Arts

New ‘Blade Runner’ flutters

Moviegoers won’t connect with “Blade Runner 2049,” and that’s OK. The original “Blade Runner” had trouble finding an audience, too. “2049” is a long, methodical movie about existence and procreation. You probably wouldn’t have guessed such a thing judging from its marketing. The Philip K. Dick novel that both of the movies are based on asks nuanced questions about what it means to be human in an increasingly inhuman world. It focuses at the feeling of love in a largely emotionless landscape. “2049” asks these questions but enhances the scope. The result is an often deliberately slow yarn that works more as a character study than a cerebral detective noir.

The film opens on Officer K (Ryan Gosling), a “blade runner” whose task it is to track down remaining rogue replicants (i.e. androids) in a desolate Los Angeles in the year 2049. In the first scene, K discovers a secret that drives the rest of the movie. I appreciate director Denis Villeneuve’s tumbling approach to plot. He’s often a director who favors ambiguity over convention, and “2049” is the apex of his style. The events of the first scene directly change K, but over the course of the film, his identity becomes complex. Hampton Fancher, who penned the story, takes K and connects him to this universe with a genuinely intriguing mystery. I’m going sparse on details, because saying too much about the plot would spoil everything. Going into “2049” blind is a wise choice.

With complexity comes confusion, which is tolerable to a degree. The middle of the movie is simply too long. It takes an idea and runs with it for about an hour until it loses steam. The third act completely negates aspects of the second act. It’s fine to explore K as a character, but it doesn’t work when that character has a narrative that fizzles out. However, Gosling turns in a solid performance, as does the rest of the cast, which includes Rick Deckard (Harrison Ford) himself. Even Dave Bautista, best known as Drax from the “Guardians of the Galaxy” films, turns a bit part into one of the movie’s most memorable aspects.

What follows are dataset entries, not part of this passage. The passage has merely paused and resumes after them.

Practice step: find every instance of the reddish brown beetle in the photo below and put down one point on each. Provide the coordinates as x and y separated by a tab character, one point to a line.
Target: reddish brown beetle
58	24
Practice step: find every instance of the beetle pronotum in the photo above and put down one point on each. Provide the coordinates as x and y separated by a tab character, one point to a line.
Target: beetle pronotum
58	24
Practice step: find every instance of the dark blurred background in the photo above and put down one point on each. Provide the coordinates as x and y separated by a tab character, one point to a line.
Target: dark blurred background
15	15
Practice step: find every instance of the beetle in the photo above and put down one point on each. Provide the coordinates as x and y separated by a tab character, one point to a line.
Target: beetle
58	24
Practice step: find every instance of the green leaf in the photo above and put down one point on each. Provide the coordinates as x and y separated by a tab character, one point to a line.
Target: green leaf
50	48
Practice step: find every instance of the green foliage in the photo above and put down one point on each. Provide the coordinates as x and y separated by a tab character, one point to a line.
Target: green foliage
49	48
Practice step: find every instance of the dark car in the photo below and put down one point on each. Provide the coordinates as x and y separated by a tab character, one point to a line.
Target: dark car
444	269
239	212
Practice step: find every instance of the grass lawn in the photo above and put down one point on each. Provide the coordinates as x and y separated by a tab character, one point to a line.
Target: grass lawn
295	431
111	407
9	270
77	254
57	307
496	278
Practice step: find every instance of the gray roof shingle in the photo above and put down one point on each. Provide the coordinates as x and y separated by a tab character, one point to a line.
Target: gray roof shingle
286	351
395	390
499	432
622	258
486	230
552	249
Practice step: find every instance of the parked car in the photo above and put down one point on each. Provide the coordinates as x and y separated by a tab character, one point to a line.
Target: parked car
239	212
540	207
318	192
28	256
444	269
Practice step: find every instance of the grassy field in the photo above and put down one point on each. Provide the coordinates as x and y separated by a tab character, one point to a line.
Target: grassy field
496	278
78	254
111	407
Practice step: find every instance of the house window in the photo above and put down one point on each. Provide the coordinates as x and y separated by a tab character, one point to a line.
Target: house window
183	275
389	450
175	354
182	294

“2049” does most things well but it does imagery best. The film is shot by Roger Deakins, who has crafted the visual identity for leagues of films over decades. His cinematography complements Villeneuve’s knack for emptiness. Deakins’ framing of large, barren landscapes tells a better story about this future than words ever could. By weaving settings together, we see a varied vision of the American west coast that provokes Kubrickian vibes of succinct, horrifying reality.

The visual scale also helps create a larger movie. Villeneuve goes for bombast at certain points; however, the score is obnoxious in its loudness. It does momentarily complement the dwarfing architecture that appears, but there is something truly off about the mix. Imagine Hans Zimmer transported through a bullhorn.

The plot itself is bigger. There’s more room for characters to move around, and K often feels like a fly floating around a miniature city. But a bigger narrative that welcomes numerous moments of silence makes the film as a whole ironically feel more impersonal. Villeneuve is a notoriously serious and ambitious director (look no further than the intensity of “Sicario,” for example), and he demonstrates an understanding of “Blade Runner.” There is still a longing for intimacy throughout the movie. It contradicts itself and collides with the maxim of loneliness it preaches.